THE SELECTED LETTERS OF ELIA KAZAN

by Elia Kazan edited by Albert J. Devlin ; Marlene J. Devlin

Pub Date: April 22nd, 2014
ISBN: 978-0-307-26716-0
Publisher: Knopf

An engrossing collection chronicles the acclaimed director’s life and work.

Kazan (1909–2003) directed both plays and movies, winning Tony Awards, Oscars and many other awards. He also wrote a handful of novels and more than 1,200 letters. The Devlins have judiciously chosen 300, providing an informative context of theater and film history spiced with a hefty dose of gossip. Kazan’s correspondents feature a prominent cast of producers, actors and playwrights, as well as his wife and children.
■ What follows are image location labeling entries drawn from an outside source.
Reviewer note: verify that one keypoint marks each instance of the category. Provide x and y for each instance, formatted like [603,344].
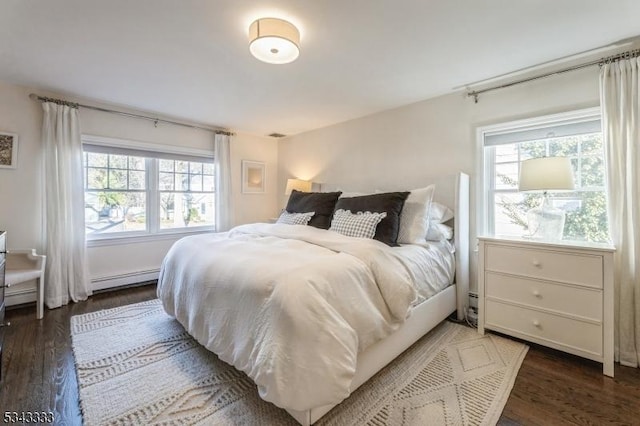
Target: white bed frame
[451,191]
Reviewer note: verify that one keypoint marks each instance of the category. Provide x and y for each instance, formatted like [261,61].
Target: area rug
[137,366]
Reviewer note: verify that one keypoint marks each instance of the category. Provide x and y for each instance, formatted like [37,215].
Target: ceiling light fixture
[274,41]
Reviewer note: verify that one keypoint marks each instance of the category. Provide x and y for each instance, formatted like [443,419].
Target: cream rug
[137,366]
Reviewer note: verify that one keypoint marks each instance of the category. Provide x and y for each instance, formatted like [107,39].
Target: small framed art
[253,177]
[8,150]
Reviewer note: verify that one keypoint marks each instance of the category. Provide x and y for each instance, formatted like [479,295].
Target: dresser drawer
[545,328]
[574,268]
[582,302]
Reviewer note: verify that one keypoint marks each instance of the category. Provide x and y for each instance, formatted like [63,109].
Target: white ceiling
[189,59]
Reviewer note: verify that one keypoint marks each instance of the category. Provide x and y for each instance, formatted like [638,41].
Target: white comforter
[289,305]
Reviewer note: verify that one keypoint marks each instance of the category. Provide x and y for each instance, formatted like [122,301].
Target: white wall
[402,147]
[21,189]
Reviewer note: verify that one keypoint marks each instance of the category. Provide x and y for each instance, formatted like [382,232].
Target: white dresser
[556,294]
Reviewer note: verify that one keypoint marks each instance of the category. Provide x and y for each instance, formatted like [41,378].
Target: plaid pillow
[360,224]
[295,218]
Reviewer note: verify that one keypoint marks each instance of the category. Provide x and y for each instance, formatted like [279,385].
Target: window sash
[152,191]
[561,125]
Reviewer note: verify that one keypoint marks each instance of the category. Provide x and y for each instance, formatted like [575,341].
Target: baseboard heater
[101,283]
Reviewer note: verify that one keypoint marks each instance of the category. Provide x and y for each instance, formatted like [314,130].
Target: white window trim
[483,178]
[146,146]
[153,233]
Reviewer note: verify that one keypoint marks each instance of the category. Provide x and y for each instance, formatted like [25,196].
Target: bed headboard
[461,237]
[453,191]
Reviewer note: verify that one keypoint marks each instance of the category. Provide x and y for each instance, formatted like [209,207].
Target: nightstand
[556,294]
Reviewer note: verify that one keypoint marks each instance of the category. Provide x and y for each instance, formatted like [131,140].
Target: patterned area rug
[137,366]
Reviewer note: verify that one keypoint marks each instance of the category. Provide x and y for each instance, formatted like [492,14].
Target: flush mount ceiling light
[274,41]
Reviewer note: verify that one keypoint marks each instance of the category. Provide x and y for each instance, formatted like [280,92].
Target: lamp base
[545,221]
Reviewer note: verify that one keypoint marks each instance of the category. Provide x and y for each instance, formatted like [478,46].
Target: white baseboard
[473,299]
[20,294]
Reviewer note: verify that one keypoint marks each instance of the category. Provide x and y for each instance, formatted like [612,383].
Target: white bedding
[290,305]
[432,266]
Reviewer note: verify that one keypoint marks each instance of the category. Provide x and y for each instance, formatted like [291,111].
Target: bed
[309,346]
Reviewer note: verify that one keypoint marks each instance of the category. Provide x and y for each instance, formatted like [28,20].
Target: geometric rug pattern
[137,366]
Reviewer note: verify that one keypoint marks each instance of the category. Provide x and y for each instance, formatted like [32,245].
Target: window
[574,135]
[132,191]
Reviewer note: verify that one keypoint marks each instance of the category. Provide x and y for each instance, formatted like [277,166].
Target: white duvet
[289,305]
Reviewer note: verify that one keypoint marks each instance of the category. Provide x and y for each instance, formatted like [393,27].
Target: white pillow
[414,219]
[295,218]
[439,232]
[439,213]
[360,225]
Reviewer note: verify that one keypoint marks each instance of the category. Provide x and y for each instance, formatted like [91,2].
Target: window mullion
[153,195]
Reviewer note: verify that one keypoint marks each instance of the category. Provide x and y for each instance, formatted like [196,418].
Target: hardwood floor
[552,388]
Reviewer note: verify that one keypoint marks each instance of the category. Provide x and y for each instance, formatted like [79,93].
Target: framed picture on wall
[253,177]
[8,150]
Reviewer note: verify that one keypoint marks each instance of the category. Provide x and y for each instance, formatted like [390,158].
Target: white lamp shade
[298,185]
[545,174]
[274,41]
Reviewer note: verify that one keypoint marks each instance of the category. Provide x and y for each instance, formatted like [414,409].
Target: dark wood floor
[552,388]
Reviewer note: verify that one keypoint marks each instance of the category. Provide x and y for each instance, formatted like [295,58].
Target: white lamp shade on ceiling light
[274,41]
[298,185]
[546,174]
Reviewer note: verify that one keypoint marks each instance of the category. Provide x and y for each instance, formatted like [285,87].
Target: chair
[23,266]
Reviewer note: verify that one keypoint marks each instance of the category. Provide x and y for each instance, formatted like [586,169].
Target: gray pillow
[389,202]
[322,203]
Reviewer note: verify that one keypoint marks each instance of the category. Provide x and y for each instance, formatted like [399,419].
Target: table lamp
[298,185]
[546,222]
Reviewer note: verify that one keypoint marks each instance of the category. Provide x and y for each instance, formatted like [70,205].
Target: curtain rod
[35,97]
[624,55]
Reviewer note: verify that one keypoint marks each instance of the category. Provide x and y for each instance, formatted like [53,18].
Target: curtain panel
[67,276]
[223,196]
[619,97]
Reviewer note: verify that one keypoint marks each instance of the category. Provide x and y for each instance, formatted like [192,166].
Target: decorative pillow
[414,220]
[295,218]
[439,213]
[389,202]
[322,203]
[439,232]
[360,225]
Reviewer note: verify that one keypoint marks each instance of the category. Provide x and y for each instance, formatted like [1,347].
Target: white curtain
[67,276]
[619,97]
[224,196]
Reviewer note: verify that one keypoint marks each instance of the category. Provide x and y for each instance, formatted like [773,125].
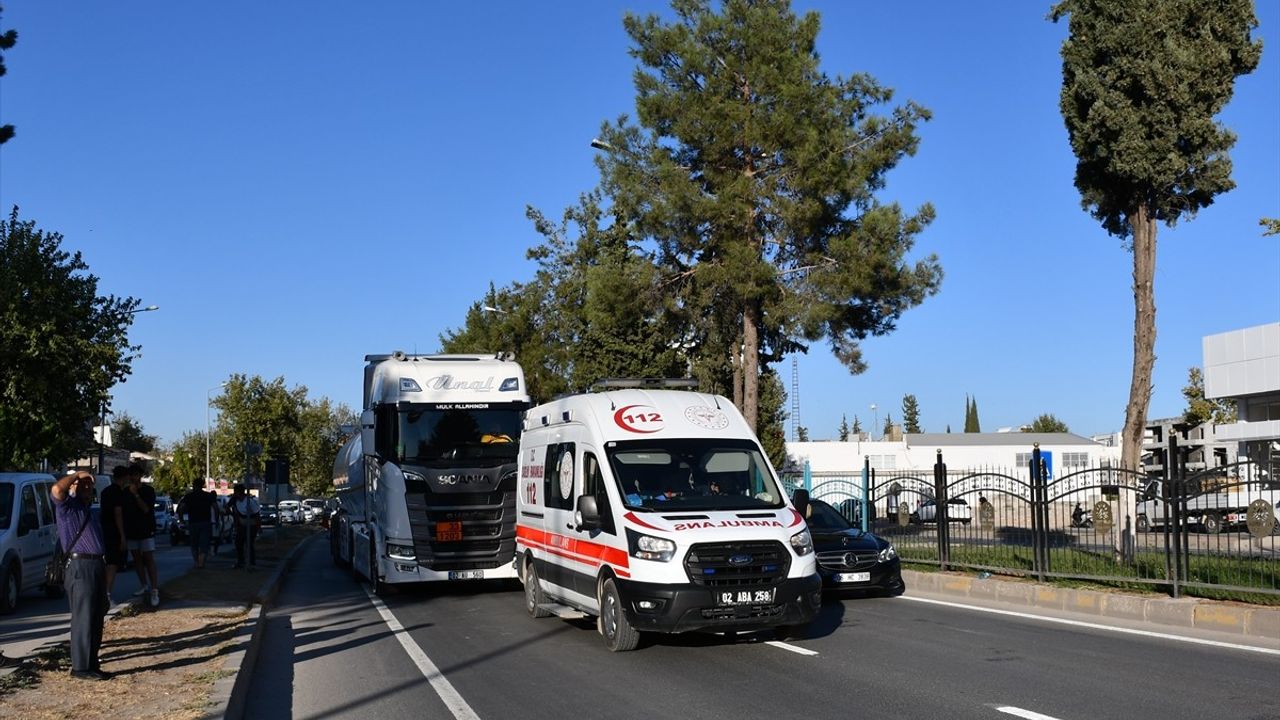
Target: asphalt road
[329,652]
[40,619]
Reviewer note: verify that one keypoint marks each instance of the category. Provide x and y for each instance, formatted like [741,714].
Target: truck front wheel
[620,636]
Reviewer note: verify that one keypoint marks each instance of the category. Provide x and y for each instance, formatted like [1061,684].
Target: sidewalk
[1189,613]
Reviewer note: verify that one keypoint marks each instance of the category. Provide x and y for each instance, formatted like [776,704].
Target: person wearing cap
[81,533]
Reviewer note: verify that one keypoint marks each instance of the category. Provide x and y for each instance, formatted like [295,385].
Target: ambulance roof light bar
[627,383]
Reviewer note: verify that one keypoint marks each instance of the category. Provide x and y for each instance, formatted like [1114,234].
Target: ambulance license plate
[745,597]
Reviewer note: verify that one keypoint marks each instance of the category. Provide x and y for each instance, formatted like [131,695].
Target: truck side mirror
[588,515]
[800,499]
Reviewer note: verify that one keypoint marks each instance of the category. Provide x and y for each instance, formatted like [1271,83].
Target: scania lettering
[656,510]
[426,488]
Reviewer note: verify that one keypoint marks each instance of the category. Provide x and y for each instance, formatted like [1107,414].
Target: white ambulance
[657,510]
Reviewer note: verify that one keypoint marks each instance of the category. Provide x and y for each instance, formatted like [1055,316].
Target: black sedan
[850,559]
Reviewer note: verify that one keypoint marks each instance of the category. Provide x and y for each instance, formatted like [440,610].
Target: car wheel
[1212,523]
[9,588]
[613,624]
[535,598]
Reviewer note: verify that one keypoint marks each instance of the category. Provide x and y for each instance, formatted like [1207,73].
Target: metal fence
[1215,529]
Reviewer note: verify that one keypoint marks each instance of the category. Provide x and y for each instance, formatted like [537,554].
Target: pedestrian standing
[110,502]
[81,533]
[140,528]
[247,514]
[201,510]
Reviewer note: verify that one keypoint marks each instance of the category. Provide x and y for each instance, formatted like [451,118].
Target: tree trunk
[1143,227]
[752,364]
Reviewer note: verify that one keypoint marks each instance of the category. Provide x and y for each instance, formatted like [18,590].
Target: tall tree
[757,177]
[910,414]
[8,39]
[62,347]
[1201,409]
[1142,83]
[127,433]
[1046,423]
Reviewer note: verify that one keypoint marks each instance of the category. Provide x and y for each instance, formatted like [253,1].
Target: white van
[27,534]
[657,510]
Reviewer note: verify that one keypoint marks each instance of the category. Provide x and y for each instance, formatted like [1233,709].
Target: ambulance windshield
[693,474]
[443,436]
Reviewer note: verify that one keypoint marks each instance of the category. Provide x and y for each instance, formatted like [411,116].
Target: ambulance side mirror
[588,516]
[800,499]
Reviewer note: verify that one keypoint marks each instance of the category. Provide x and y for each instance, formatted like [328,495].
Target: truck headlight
[801,542]
[401,551]
[648,547]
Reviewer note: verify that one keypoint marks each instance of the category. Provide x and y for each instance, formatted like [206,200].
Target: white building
[1244,365]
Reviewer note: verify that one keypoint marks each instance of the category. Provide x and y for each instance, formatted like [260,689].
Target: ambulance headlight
[648,547]
[801,542]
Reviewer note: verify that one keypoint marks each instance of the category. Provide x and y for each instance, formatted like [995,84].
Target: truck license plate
[745,597]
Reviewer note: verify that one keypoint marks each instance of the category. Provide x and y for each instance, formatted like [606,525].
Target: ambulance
[656,510]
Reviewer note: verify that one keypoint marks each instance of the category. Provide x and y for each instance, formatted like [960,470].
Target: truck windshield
[693,474]
[443,437]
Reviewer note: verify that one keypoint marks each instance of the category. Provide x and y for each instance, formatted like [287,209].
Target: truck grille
[730,564]
[488,529]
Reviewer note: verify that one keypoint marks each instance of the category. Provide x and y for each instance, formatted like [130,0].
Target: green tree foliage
[970,415]
[1142,83]
[8,39]
[910,414]
[755,177]
[183,463]
[1201,409]
[278,422]
[62,347]
[1046,423]
[127,433]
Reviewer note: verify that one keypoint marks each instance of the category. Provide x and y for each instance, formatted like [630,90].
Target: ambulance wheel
[617,630]
[535,600]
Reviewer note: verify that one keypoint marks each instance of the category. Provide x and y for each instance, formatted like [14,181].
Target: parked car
[850,559]
[291,511]
[958,511]
[28,534]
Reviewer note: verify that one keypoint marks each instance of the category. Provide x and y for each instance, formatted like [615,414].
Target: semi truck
[426,487]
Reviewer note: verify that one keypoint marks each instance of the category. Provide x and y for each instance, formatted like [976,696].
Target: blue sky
[301,183]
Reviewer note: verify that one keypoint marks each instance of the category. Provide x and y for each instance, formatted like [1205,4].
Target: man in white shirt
[247,515]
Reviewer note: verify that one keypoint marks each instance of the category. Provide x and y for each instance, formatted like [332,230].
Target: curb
[1262,623]
[231,693]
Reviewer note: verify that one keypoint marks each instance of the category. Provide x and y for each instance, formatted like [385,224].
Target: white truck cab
[657,510]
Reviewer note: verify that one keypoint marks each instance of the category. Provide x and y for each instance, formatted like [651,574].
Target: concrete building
[1244,365]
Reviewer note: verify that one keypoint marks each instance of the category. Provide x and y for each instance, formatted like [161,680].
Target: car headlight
[401,551]
[648,547]
[801,542]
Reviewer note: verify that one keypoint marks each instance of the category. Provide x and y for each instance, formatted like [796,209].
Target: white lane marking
[1020,712]
[791,647]
[439,683]
[1097,627]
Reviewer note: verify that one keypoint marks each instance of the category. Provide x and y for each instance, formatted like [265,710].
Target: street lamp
[101,428]
[208,431]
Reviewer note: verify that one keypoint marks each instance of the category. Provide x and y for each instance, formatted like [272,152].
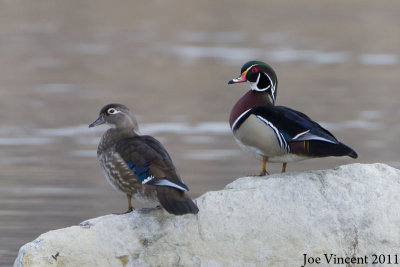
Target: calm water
[338,62]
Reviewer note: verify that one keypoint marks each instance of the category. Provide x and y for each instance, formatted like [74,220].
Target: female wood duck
[277,133]
[139,165]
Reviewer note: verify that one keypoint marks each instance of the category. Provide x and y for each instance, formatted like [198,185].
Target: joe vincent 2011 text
[333,259]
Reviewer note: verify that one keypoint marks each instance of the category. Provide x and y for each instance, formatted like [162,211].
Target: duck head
[261,76]
[118,116]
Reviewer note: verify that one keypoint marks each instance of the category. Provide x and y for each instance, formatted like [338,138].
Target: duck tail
[330,149]
[175,201]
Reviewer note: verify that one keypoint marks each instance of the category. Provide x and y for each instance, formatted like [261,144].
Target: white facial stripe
[241,115]
[282,142]
[165,182]
[112,111]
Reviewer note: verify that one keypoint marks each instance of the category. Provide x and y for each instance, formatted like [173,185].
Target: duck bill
[99,121]
[240,79]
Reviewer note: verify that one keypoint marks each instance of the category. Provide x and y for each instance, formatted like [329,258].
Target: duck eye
[111,111]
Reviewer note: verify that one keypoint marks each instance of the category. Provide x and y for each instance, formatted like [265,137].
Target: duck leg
[284,167]
[263,167]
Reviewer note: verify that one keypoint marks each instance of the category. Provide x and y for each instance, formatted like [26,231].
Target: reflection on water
[59,67]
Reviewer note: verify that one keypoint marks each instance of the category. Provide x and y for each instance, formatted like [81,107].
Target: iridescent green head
[261,76]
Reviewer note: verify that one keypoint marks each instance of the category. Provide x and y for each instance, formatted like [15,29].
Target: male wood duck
[138,165]
[277,133]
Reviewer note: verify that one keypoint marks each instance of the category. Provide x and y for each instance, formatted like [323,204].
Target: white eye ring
[112,111]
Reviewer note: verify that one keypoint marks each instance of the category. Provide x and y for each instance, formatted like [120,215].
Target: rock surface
[352,210]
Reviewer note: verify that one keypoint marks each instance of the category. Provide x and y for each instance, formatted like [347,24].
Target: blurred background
[169,61]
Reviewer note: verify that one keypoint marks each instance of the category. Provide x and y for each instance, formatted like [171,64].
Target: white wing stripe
[300,134]
[236,121]
[281,139]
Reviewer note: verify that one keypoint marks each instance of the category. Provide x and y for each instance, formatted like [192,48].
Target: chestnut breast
[249,100]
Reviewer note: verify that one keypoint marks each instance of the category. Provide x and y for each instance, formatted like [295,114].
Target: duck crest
[249,100]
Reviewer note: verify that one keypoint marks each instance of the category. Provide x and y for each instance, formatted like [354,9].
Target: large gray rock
[350,211]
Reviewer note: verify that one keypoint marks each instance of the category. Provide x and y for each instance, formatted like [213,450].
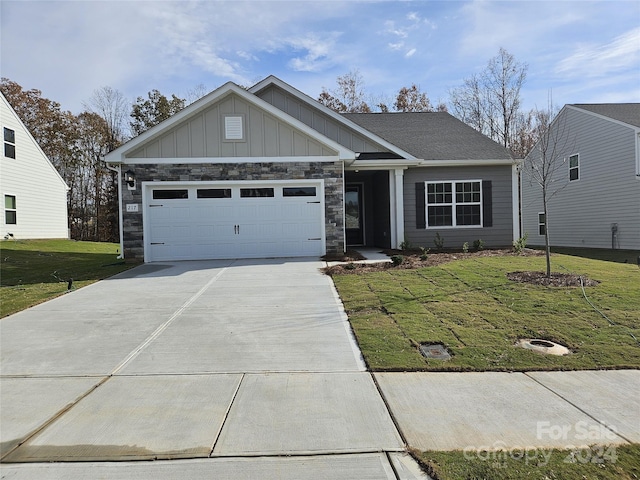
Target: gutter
[117,169]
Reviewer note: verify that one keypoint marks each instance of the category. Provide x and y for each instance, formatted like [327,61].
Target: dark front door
[353,214]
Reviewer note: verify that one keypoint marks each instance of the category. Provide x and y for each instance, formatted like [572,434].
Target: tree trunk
[546,232]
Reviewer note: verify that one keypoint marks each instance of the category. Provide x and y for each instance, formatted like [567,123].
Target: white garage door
[195,221]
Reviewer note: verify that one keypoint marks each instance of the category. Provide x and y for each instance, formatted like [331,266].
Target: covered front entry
[215,220]
[368,208]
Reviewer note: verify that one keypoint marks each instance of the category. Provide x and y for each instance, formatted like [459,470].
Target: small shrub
[520,244]
[397,260]
[438,241]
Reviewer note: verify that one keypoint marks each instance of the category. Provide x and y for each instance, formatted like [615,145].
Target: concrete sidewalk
[247,369]
[230,366]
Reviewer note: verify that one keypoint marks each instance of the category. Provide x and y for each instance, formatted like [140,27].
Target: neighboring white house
[33,193]
[596,203]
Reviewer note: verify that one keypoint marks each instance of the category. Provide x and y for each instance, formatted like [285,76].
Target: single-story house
[270,172]
[34,194]
[594,193]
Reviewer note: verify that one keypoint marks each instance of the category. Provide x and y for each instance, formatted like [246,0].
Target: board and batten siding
[41,194]
[500,234]
[201,136]
[319,121]
[582,212]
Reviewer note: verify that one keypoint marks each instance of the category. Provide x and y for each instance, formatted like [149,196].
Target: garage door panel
[194,227]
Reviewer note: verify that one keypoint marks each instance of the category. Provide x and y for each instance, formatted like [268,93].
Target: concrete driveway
[240,366]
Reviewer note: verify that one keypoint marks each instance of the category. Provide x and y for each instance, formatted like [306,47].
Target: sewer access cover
[543,346]
[436,351]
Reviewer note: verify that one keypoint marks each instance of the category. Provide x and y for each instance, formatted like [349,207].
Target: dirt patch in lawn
[412,260]
[555,280]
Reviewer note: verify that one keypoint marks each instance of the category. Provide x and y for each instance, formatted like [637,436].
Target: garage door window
[214,193]
[256,192]
[299,192]
[170,194]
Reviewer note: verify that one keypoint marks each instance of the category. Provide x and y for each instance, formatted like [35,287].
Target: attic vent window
[233,128]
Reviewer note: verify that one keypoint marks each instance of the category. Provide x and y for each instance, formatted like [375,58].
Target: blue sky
[584,52]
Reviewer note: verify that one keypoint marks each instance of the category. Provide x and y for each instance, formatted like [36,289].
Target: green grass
[31,270]
[620,462]
[478,314]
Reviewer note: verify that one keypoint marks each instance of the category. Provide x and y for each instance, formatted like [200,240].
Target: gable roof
[119,154]
[432,136]
[12,112]
[628,113]
[394,149]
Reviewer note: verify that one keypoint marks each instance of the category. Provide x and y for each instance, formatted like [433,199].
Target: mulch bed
[412,260]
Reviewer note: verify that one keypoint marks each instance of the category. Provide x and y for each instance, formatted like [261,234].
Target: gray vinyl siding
[581,214]
[202,136]
[498,235]
[319,121]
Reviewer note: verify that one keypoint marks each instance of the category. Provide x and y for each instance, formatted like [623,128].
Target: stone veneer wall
[330,172]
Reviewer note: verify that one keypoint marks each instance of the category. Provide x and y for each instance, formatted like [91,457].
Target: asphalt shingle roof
[431,135]
[623,112]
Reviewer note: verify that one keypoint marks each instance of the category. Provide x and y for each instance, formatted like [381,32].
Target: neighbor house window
[10,213]
[574,168]
[542,223]
[454,204]
[9,143]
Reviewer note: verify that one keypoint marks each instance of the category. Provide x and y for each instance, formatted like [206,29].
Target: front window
[542,223]
[9,143]
[574,168]
[10,212]
[454,204]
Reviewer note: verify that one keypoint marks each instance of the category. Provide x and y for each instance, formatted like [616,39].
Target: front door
[353,214]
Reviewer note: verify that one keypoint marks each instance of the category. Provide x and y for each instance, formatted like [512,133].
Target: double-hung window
[574,167]
[454,204]
[9,143]
[10,211]
[542,223]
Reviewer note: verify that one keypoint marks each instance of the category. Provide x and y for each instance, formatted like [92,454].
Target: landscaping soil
[412,260]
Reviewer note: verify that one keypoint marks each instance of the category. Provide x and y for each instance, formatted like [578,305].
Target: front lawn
[621,462]
[470,306]
[33,271]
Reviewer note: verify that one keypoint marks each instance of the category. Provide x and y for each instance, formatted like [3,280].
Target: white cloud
[598,60]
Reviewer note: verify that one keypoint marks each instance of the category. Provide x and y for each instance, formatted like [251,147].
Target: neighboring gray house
[270,172]
[597,199]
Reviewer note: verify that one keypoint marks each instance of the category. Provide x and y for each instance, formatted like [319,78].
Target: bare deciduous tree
[155,109]
[348,97]
[412,100]
[490,101]
[546,164]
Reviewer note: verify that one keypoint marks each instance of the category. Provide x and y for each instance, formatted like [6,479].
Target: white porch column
[396,198]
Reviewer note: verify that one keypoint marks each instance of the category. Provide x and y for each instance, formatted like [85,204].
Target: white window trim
[541,224]
[6,142]
[577,155]
[232,125]
[5,209]
[453,204]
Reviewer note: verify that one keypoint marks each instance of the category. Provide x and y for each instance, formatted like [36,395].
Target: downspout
[118,169]
[516,201]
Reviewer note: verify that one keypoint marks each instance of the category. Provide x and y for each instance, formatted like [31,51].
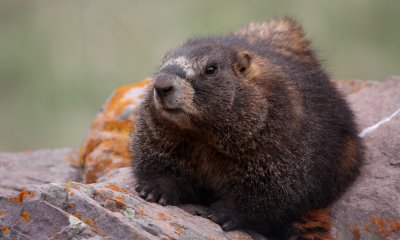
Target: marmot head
[199,81]
[218,80]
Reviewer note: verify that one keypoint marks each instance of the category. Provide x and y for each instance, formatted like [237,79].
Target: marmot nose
[164,86]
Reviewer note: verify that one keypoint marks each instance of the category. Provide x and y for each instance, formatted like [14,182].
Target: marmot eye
[211,70]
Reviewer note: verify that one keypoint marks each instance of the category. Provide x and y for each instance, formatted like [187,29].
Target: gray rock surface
[19,170]
[110,209]
[373,202]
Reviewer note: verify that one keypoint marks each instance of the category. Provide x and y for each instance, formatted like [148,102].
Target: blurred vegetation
[60,60]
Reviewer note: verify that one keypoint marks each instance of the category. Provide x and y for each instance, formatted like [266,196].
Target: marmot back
[251,125]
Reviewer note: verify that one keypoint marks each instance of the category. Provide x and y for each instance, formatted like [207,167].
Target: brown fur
[250,125]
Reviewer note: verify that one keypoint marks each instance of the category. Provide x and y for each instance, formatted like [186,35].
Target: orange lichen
[91,224]
[25,216]
[116,188]
[77,214]
[356,231]
[21,197]
[5,230]
[119,201]
[73,159]
[178,228]
[106,146]
[141,212]
[162,216]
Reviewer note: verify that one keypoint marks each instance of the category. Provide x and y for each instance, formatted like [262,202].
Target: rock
[110,208]
[106,145]
[99,211]
[373,202]
[19,170]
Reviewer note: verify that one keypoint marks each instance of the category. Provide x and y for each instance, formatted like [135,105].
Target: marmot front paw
[154,193]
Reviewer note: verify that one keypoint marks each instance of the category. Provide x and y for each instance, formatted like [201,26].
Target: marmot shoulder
[251,125]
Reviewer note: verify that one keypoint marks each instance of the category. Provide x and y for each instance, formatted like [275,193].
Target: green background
[60,60]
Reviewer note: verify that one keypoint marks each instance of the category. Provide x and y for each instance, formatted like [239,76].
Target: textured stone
[99,211]
[373,202]
[110,209]
[19,170]
[106,145]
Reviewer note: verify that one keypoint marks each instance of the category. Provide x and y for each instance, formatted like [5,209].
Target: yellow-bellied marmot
[249,124]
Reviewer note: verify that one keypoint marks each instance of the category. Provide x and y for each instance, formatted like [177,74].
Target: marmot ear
[243,62]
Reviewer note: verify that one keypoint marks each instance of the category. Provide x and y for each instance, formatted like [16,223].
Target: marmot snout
[250,124]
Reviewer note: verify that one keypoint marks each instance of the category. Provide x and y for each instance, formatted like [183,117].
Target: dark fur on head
[250,124]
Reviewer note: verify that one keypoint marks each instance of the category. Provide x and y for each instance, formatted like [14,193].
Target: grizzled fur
[251,125]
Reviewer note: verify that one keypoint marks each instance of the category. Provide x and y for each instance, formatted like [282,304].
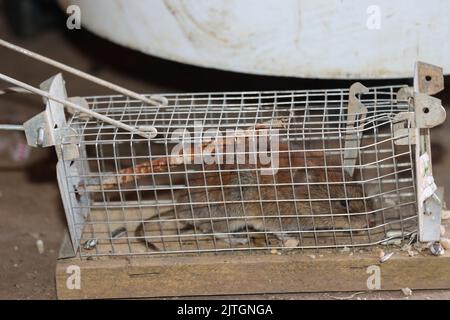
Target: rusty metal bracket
[428,78]
[428,113]
[356,112]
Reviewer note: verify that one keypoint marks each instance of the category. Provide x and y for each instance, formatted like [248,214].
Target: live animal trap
[244,171]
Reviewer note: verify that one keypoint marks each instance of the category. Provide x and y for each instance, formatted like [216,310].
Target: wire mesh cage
[241,171]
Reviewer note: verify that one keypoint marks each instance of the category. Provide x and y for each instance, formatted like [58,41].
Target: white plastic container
[301,38]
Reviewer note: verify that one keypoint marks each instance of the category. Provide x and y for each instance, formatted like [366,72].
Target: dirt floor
[30,205]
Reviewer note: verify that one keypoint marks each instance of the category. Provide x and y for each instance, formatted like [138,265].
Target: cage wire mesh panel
[161,195]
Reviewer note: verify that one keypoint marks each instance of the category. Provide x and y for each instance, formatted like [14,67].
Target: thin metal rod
[94,114]
[13,90]
[83,75]
[12,127]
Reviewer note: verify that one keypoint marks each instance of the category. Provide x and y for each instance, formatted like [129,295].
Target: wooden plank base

He wrote to John D. Rockefeller III about establishing Lincoln Center’s Repertory Theatre, of which Kazan became co-director; to John Steinbeck about the filming of his novel East of Eden (1955), with the unknown actor James Dean; to writer Budd Schulberg, explaining why Marlon Brando was “WRONG” for On the Waterfront (Kazan considered the very young Paul Newman: “This boy will definitely be a film star”). The letters reveal Kazan as restless, opinionated and fiercely ambitious. “I always had a great thirst for knowledge,” he wrote when he was 23. “When I was younger I actually had a fear that some kid would know more about some subject than I did. I tried to know everything about everything.” That fear persisted: When he was 45, he confessed to having “very large self doubts, especially on an intellectual level.” His doubts, though, did not deter him from challenging projects, including Thornton Wilder’s enigmatic The Skin of Our Teeth (1942) and Arthur Miller’s All My Sons (1947), Death of a Salesman (1949) and After the Fall (1964). He was Tennessee Williams’ director of choice, beginning with A Streetcar Named Desire (1951) and including Cat on a Hot Tin Roof (1956) and Sweet Bird of Youth (1960). Copious letters to his wife reveal both his passion for his work and his many affairs (one with the “touching pathetic waif” Marilyn Monroe).

An impressive work of scholarship, this collection offers a sweeping look at 60 years of American popular culture and an intimate portrait of one complex man whirling at its center.